Etat des lieux d’un marché où règne le brouillard
Nous examinerons d’abord la stratégie développement de l’internet des autorités depuis la disparition des Fsi, la réglementation et la situation actuelle du marché avant de donner les clés de la réussite des nouveaux entrants.
«Sénégal Numérique 2016-2025»
De 2005 à 2015, aucune stratégie de développement des Tic n’a été élaborée par les autorités. Ceci a eu comme conséquence une inadéquation entre le cadre légal, réglementaire et la situation réelle du marché. C’est durant cette année 2016 qu’une stratégie nationale de développement dénommée «Sénégal Numérique 2016-2025» a été définie. Elle a été élaborée, sans dresser au préalable un état des lieux clair et précis du secteur des technologies de l’information et de la communication (Tic) au Sénégal. En effet, la dernière enquête nationale sur les Tic publiée par l’Autorité de régulation des télécommunications et des postes (Artp) remonte à 2009. Depuis lors, aucune collecte de données n’a été effectuée. Les autorités n’ont pas un tableau de bord qui permet un examen du secteur des Tic pour mesurer sa taille, la portée des produits et services offerts, les usages, ainsi que d’identifier les défis réglementaires ou politiques. Aussi, cette stratégie soulève beaucoup d’interrogations de par ses omissions et informations incomplètes. Dès lors, il n’est pas surprenant de constater qu’il n’est pas indiqué, en matière d’infrastructures, dans ce document comment réduire la fracture numérique existant entre Dakar et le reste du pays, alors que le taux de pénétration d’internet reste faible, et procéder à l’aménagement numérique du territoire pour un accès internet démocratisé.
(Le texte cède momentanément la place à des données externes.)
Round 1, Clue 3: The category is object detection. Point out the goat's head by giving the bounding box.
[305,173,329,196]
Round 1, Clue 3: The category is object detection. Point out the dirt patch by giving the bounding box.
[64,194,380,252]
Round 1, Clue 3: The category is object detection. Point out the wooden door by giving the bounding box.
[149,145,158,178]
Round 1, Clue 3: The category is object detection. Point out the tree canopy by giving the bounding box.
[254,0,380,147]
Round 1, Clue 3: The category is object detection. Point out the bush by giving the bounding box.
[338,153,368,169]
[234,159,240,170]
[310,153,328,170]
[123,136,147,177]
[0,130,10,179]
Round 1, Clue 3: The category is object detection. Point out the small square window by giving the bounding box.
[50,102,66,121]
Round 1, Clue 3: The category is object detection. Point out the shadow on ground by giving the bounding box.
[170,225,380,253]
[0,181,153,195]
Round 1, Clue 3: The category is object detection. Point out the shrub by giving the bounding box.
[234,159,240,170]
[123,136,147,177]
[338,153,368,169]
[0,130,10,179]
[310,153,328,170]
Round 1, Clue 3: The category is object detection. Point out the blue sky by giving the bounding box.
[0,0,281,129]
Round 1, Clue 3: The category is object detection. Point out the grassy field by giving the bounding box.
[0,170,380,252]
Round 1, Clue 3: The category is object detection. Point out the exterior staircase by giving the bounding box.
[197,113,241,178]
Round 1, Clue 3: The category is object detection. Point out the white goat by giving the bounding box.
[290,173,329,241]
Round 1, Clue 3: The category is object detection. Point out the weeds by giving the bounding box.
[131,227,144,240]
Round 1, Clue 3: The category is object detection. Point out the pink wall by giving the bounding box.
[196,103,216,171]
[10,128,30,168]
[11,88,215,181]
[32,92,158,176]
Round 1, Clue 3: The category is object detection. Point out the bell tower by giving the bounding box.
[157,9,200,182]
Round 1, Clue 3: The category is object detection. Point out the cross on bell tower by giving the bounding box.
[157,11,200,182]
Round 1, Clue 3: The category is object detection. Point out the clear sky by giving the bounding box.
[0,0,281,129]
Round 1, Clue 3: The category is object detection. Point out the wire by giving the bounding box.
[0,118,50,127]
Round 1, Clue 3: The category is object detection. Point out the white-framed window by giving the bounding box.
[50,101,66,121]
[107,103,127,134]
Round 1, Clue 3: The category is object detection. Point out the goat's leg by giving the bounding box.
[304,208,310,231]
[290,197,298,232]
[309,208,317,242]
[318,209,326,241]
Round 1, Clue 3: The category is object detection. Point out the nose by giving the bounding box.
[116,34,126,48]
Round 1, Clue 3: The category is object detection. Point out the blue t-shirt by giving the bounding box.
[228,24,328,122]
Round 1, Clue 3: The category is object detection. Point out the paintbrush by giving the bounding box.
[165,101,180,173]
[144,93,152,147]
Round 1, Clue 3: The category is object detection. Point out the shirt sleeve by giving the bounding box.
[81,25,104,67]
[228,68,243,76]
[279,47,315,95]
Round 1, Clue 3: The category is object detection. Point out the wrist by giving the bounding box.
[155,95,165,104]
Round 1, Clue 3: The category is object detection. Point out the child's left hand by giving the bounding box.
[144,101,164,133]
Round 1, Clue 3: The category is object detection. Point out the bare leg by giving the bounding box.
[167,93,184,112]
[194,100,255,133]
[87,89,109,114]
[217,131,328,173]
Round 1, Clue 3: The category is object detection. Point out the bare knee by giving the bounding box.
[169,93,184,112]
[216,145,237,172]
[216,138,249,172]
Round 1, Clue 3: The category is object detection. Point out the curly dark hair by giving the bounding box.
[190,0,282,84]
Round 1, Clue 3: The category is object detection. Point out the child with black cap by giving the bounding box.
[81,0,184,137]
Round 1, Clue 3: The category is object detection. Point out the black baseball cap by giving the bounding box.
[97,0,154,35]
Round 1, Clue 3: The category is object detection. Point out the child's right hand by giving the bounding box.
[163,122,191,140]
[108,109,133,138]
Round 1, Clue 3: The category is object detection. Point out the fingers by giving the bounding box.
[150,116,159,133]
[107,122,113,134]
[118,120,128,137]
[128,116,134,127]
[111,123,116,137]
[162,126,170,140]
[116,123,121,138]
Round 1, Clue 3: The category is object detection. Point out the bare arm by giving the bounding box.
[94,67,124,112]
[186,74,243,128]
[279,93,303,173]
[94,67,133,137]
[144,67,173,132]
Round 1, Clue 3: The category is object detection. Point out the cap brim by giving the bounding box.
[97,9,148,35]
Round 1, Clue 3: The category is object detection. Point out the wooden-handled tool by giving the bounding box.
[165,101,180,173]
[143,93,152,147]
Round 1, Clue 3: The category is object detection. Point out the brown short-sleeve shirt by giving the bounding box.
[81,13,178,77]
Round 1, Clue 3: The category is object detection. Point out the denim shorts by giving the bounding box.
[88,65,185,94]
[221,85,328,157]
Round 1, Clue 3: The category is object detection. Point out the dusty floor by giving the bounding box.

Sus au Code des télécoms !
Un aspect essentiel de l’évolution de la stratégie pour le développement de l’accès à l’internet est l’adoption par les responsables politiques d’une vision intégrée de la chaîne de valeur et sa prise en charge par un leadership fort pour la mise en œuvre des politiques. Au Sénégal, ce leadership n’a été constaté ni dans la définition de la stratégie ni dans la refonte du cadre légal et réglementaire. Le nouveau Code des télécoms de 2011, bien qu’apportant des innovations majeures, surtout avec la transposition des actes de la Cedeao et le partage des infrastructures nationales, ne crée pas un cadre qui favorise les fournisseurs de service internet. Ils ne sont pas clairement pris en charge par cette loi. Tout au plus, ils tombent dans la catégorie des fournisseurs de service à valeur ajoutée. Et l’article 34 dudit Code dispose qu’ils ne sont autorisés à utiliser leurs propres infrastructures. Ainsi, le cadre légal ne favorise pas, depuis 2011, l’entrée de nouveaux acteurs dans le marché de l’accès à internet. Bref, des obstacles règlementaires au déploiement des réseaux nationaux privés ont été érigés au profit de l’opérateur historique Sonatel/Orange. Par conséquent, on note une absence d’investissements suffisants dans les infrastructures de base fixe au profit du réseau mobile à la norme Gsm. Et, pour combler le retard dans l’accès au réseau filaire, les opérateurs ont investi dans un réseau sans fil à la norme Cdma (Expresso Sénégal et Sonatel/Orange).
Réflexion sans lendemain
L’accès équitable par des tarifs orientés vers les coûts des stations d’atterrissement de câbles sous-marins et une réglementation en accès ouvert des stations d’atterrissement sont nécessaires pour fournir de la bande passante internationale pour un moindre coût et avec une meilleure qualité. Malheureusement, cette situation est loin d’être le cas au Sénégal et le Code des télécoms de 2011 ne comporte aucun article sur l’accès aux stations d’atterrissage des câbles sous-marins. Cette absence de législation sur des infrastructures aussi stratégiques sur la capacité internationale crée un vide juridique favorable à Sonatel/Orange. Le dégroupage de la boucle locale est traité dans le Code de 2011 en 3 articles. L’article 53 du Code parle de «nouveaux entrants» sans pour autant les définir, d’où un flou total. Et l’article 55 dispose que les conditions d’application du présent chapitre sont précisées par décret. Il est donc évident que tout changement de positif est sujet à une volonté politique réelle. Aussi, il n’est pas surprenant que l’Artp mène, depuis 2004/2005, une réflexion sur le dégroupage de la boucle locale, sans avoir jamais posé un acte concret dans ce sens. En plus de tout ce qui précède et des limites du Code de 2011 sur les innovations majeures intervenues dans le secteur des Tic depuis 10 ans, il y a l’inaction des autorités pour réguler le marché. Ce qui a comme résultat une consolidation du monopole de la Sonatel sur l’ensemble de la chaine de valeurs du marché de l’accès aux services internet.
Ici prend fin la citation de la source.